With Chase Utley on the disabled list, Phillips, 29, certainly deserves a spot on the squad, alongside Atlanta's Martin Prado. Still, with Dan Uggla also fighting for a spot, it wouldn't be a shock if Phillips were left off.
With a 30/30 season under his belt, Phillips is actually enjoying his best season in the big leagues. Phillips is hitting .313/.371/.481 with nine home runs, 25 RBI and 10 stolen bases.
He's also finally found his spot in the lineup. He'd been used as a cleanup hitter the last couple of years, a role he was miscast in, but still managed to rack up at least 75 RBI in each of the four seasons and 94 or more in two of the last three.
That's where he started this season, as well, but Dusty Baker moved him up in the order in May and let Scott Rolen bat cleanup.

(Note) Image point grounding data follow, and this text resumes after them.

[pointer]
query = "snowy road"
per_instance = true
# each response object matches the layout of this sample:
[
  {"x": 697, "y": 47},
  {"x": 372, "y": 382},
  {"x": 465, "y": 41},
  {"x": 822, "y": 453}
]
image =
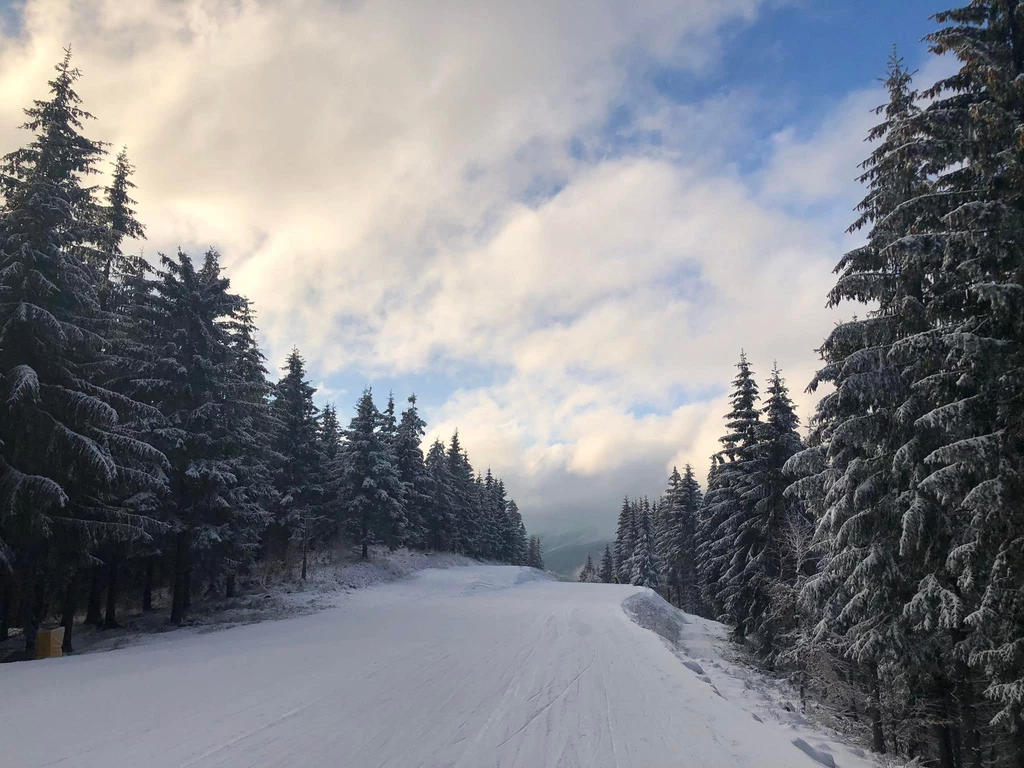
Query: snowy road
[{"x": 472, "y": 667}]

"He's fit in in every spot we've put him in," Baker said. "He fit in at second, he did well in the cleanup spot, even though he was much-maligned, he still had 97 RBI. Now he's taken to this leadoff spot, he's taking pitches, he's a smart player. He's not hitting .313 because he can't play."

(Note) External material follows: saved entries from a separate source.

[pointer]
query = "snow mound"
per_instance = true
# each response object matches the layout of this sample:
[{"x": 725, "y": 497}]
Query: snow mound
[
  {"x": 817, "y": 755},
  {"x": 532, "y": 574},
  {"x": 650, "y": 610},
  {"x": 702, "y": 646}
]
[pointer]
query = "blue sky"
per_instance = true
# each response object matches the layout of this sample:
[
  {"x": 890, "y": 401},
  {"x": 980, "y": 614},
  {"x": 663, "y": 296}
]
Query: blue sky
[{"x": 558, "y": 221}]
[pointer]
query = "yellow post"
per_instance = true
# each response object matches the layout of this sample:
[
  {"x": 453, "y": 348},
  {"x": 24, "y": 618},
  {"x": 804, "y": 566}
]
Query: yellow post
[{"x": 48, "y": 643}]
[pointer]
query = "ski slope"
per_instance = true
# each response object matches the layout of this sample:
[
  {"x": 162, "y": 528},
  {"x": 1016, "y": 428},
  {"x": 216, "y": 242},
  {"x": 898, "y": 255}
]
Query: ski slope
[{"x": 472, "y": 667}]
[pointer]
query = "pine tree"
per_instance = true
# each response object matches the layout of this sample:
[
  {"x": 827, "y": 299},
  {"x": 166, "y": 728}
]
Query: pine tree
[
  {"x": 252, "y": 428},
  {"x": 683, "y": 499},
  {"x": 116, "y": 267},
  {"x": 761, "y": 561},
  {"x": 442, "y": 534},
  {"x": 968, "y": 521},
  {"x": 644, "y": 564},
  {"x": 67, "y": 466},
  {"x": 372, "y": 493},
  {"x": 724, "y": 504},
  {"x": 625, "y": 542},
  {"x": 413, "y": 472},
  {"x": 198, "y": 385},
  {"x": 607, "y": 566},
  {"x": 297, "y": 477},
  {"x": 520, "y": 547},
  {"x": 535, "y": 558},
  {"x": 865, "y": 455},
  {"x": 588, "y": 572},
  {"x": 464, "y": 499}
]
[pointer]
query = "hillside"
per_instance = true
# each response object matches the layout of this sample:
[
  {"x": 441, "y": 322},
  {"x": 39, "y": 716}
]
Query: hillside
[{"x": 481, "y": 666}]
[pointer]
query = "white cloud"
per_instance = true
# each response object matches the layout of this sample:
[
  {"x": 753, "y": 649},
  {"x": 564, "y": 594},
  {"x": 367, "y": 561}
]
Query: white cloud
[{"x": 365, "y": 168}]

Still, Phillips said he's changed his approach dramatically since he's been moved up in the lineup, cutting down his swing and laying off pitches outside the strike zone.
"I'm not the same hitter I was when i hit fourth, the way I hit right now, I can't hit fourth doing it," Phillips said. "Hitting fourth, it's all about RBI, I proved to everybody I can hit fourth. I didn't hit for a high average, but I had the power numbers and I had the RBIs. I had 90-plus RBIs every year, but that's not me. I'm the type of guy who has gotten the team going. I'm trying to show everyone that I can do many things."

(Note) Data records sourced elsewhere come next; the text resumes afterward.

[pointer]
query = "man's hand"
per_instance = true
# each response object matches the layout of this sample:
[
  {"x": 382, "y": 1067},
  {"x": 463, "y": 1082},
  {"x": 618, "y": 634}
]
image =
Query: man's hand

Too often, perhaps, he was trying to show others who he was instead of listening to himself.
"He hits the ball to the opposite field very well, I don't want to put words into his mouth, but I think with a man on first base he feels like he can hit that hole instead of swinging for a double or a home run," Rolen said. "For me, I'm not going to hit that hole, I'm not going to shoot a ball into the hole or bunt. I'm going to try to hit the ball in the middle of the field and hit the gaps. If I hit second, that's what I try to do. He's got a nice compact, right-field swing, but he can also hit the ball out of the ballpark. He sprays singles around and that's healthy."
Rolen has been something of a mentor to Phillips. It's not overt or like Rolen has put his arm around Phillips' shoulders and telling him the secrets of the game. That's not Rolen's style, but Phillips has been sure to keep an eye on the veteran and listen to everything he says.
"Scott Rolen told me, 'Brandon you don't know what type of player you are until you start winning.' I'm starting to see what he meant by that," Phillips said. "Scotty said he's seen so much potential in me and I have yet to see it. I'm starting to see it now. Coming from Scott Rolen, someone who has been at it a long time, to get a comment like that… I'm just going to run with it and do what I'm do."
What he's been able to do so far is spark the Reds offense at the top of the lineup. He has a career-high .371 on-base percentage. Last season he got on base at a .329 clip and has just a .318 career OBP.
"I like hitting leadoff, I jut have to change my role. Ever since they've moved me to first or second, my job is to get on base," Phillips said. "I'm not trying to hit for power or do what I was doing when I was hitting fourth. Right now, my main objective is to get on base for Joey Votto, Rolen and (Jonny) Gomes."
It's a sound strategy -- Phillips leads the National League with 60 runs, in part because he's on base for Votto, Rolen and Gomes, all three in the top 11 in RBI in the National League.
Phillips has just seven games in the leadoff spot, but the numbers aren't that much different than what he's been doing over the last month. As a leadoff guy, he's hitting .417/.447/.556 and in the last 30 games, .395/.424/.543, including a 2-for-5 performance against Roy Halladay in Wednesday's Reds victory.
The Reds have been searching for a leadoff man for the last couple of years, using the likes of Jerry Hairston Jr., Ryan Freel, Drew Stubbs, Cabrera, Willy Taveras and Corey Patterson. In the end, maybe the player they were searching for was right there under their nose, even if he wasn't ready for it. But, now, Phillips says, it's his time.
"I've got to be the Jose Reyes, Jimmy Rollins for this team. I'm just trying to get things started," Phillips said. "It's fun. Winning is really just turned me into a different player, it's made me stay on top of my game and made me stay focused."